Select the right data ingestion solution for Teradata Vantage
Overview
This article outlines different use cases involving data ingestion. It lists available solutions and recommends the optimal solution for each use case.
High-volume ingestion, including streaming
Available solutions:
- Use Teradata Parallel Transporter API
- Stream data to object storage and then ingest using Teradata Native Object Store (NOS).
- Use the Teradata Parallel Transporter (TPT) command line utility.
- Use Teradata Query Service - REST API to execute SQL statements in the database.
- Use Teradata database drivers such as JDBC (Java), teradatasql (Python), Node.js driver, ODBC, .NET Data Provider.
Teradata Parallel Transport API is usually the most performant solution which offers high throughput and minimum latency. Use it if you need to ingest tens of thousands of rows per second and if you are comfortable using C language.
Use the Teradata database drivers when the number of events is in thousands per second. Consider using the Fastload protocol that is available in the most popular drivers e.g. JDBC, Python.
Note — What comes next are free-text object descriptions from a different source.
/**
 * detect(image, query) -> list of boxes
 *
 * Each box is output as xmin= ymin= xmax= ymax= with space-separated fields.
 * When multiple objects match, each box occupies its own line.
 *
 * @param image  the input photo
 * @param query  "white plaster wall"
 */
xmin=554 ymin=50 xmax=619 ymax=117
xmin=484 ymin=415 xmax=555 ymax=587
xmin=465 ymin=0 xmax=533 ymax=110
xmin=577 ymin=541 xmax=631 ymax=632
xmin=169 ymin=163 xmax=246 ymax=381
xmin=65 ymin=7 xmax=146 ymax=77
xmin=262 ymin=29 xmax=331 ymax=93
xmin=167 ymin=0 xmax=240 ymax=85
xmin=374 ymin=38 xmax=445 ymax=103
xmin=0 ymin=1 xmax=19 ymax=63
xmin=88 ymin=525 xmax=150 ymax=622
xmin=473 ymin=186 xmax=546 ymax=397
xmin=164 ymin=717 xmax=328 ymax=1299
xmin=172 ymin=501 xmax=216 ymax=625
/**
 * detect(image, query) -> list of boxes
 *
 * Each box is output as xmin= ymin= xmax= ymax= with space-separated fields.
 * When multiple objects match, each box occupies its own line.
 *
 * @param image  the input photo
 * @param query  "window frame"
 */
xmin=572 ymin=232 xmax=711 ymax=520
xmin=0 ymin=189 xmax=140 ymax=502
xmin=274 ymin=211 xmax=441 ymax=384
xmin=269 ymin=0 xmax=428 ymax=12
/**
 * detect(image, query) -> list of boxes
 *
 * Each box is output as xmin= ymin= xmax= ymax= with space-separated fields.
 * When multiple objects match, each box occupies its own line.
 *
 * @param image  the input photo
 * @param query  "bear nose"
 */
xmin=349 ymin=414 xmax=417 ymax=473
If you don't want to manage the dependency on the driver libraries, use Query Service. Since Query Service uses the regular driver protocol to communicate to the database, the throughput of this solution is similar to the throughput offered by database drivers such as JDBC. If you are a vendor and are looking to integrate your product with Teradata, please be aware that not all Teradata customers have Query Service enabled in their sites.
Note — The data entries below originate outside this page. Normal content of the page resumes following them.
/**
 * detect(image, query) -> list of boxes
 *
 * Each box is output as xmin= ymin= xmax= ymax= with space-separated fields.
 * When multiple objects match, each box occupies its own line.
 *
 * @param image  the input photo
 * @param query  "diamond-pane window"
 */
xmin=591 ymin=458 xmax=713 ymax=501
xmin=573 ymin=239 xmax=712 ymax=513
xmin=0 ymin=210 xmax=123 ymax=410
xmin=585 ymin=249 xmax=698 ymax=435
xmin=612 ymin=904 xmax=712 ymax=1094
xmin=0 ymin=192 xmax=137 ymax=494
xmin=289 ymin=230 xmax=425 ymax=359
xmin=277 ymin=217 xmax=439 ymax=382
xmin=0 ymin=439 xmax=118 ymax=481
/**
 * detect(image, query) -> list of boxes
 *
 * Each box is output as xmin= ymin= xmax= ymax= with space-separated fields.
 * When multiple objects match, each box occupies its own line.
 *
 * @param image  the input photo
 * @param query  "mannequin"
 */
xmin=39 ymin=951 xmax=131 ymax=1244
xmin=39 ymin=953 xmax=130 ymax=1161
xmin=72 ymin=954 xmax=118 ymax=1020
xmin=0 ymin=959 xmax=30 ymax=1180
If your solution can accept higher latency, a good option is to stream events to object storage and then read the data using NOS. This solution usually requires the least amount of effort.
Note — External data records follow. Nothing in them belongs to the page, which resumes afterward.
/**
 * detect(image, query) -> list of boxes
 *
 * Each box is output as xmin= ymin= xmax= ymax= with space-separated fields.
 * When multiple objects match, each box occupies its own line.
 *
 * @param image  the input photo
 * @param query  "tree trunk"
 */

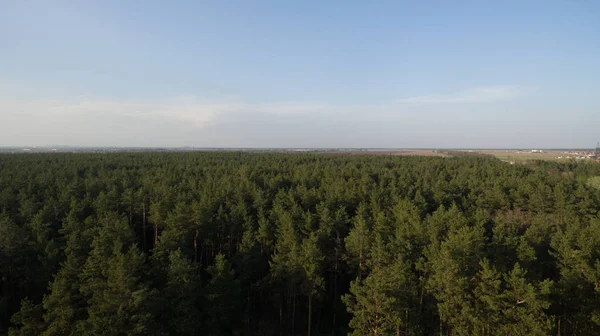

Ingest data from object storage
Available solutions:
- Flow (VantageCloud Lake only)
- Teradata Native Object Store (NOS)
- Teradata Parallel Transporter (TPT)
Flow is the recommended ingestion mechanism to bring data from object storage to VantageCloud Lake. For all other Teradata Vantage editions, Teradata NOS is the recommended option. NOS can leverage all Teradata nodes to perform ingestion. Teradata Parallel Transporter (TPT) runs on the client side. It can be used when there is no connectivity from NOS to object storage.
Ingest data from local files
Available solutions:
TPT is the recommended option to load data from local files. TPT is optimized for scalability and parallelism, thus it has the best throughput of all available options. BTEQ can be used when an ingestion process requires scripting. It also makes sense to continue using BTEQ if all your other ingestion pipelines run in BTEQ.
Ingest data from SaaS applications
Available solutions:
- Multiple 3rd party tools such as Airbyte, Precog, Nexla, Fivetran
- Export from SaaS apps to local files and then ingest using Teradata Parallel Transporter (TPT)
- Export from SaaS apps to object storage and then ingest using Teradata Native Object Store (NOS).
3rd party tools are usually a better option to move data from SaaS applications to Teradata Vantage. They offer broad support for data sources and eliminate the need to manage intermediate steps such as exporting and storing exported datasets.
Use data stored in other databases for unified query processing
Available solutions:
- Teradata QueryGrid
- Export from other databases to local files and then ingest using Teradata Parallel Transporter (TPT)
- Export from other databases to object storage and then ingest using Teradata Native Object Store (NOS).
QueryGrid is the recommended option to move limited quantities of data between different systems/platforms. This includes movement within Vantage instances, Apache Spark, Oracle, Presto, etc. It is especially suited to situations when what needs to be synced is described by complex conditions that can be expressed in SQL.
Summary
In this article, we explored various data ingestion use cases, provided a list of available tools for each use case, and identified the recommended options for different scenarios.